Après un premier album protéïforme et plus que prometteur, les Cure entament avec Seventeen Seconds leur trilogie dite «glacée » (comprenant également Faith et Pornography), qui reste à ce jour le sommet de leur discographie et sans doute l'une des œuvres les plus denses de l'histoire du pop-rock. Soit trois albums d'une cohérence absolue, possédant chacun leur identité tout en restant viscéralement liés.
C'est donc en 1980 que le groupe, auquel vient juste de se joindre la contribution fondamentale de Simon Gallup, décide d'explorer les pistes lancées par des morceaux tels que Three imaginary boys à travers la recherche de nouvelles sonorités et expérimentations tout en gardant un style foncièrement musical. Le résultat est stupéfiant. Le son que proposent les Cure avec ce second album combine un raffinement extrême, une véritable volonté d'élaboration et une dimension musicale constante, parfois presque dansante, et toujours vibrante. Une musique riche, complexe, profonde, et pourtant si limpide.
Le disque s'ouvre sur une courte introduction instrumentale, « A reflection », morceau au minimalisme envoûtant, qui laisse présager (à juste titre) de la grandeur de ce qui va suivre.

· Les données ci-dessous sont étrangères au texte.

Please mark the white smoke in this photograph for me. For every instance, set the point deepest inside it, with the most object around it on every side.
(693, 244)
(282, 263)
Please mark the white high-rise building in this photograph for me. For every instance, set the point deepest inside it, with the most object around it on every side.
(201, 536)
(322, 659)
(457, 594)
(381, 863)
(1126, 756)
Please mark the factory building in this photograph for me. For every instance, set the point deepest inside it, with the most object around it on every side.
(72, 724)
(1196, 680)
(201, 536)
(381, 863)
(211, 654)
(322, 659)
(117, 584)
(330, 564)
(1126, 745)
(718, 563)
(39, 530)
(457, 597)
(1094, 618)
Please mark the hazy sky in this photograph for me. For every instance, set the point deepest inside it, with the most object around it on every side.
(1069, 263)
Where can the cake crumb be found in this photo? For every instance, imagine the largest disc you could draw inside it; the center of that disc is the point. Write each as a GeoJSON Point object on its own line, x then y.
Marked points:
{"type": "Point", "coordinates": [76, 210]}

Et c'est dès la seconde piste, « Play for today », que le miracle s'accomplit : l'implacable rythmique de Tolhurst, la basse précise de Gallup, quelques effets synthétiques ça et là, puis la montée en puissance de la guitare cristalline de Smith mettent en place l'émergence d'un son unique, lumineux, plein de reflets profonds. Suit alors le bouleversant « Secrets », morceau intimiste par excellence, et première incursion dans l'esprit torturé du leader du groupe, pas encore dépressif mais déjà extrêmement mélancolique, où la voix du chanteur – scindée en deux – s'adresse à une mystérieuse fille dont on ne sait trop si elle est purement imaginaire ou non. Le morceau suivant, « In your house », poursuit dans le domaine introspectif en reprenant les sonorités cristallines de « Play for today », mais cette fois en beaucoup plus sombres, toujours soutenu par une rythmique basse/batterie très précise. Le quasi-instrumental « Three », titre aussi rythmé que clinique, vient clôturer la première partie de l'album.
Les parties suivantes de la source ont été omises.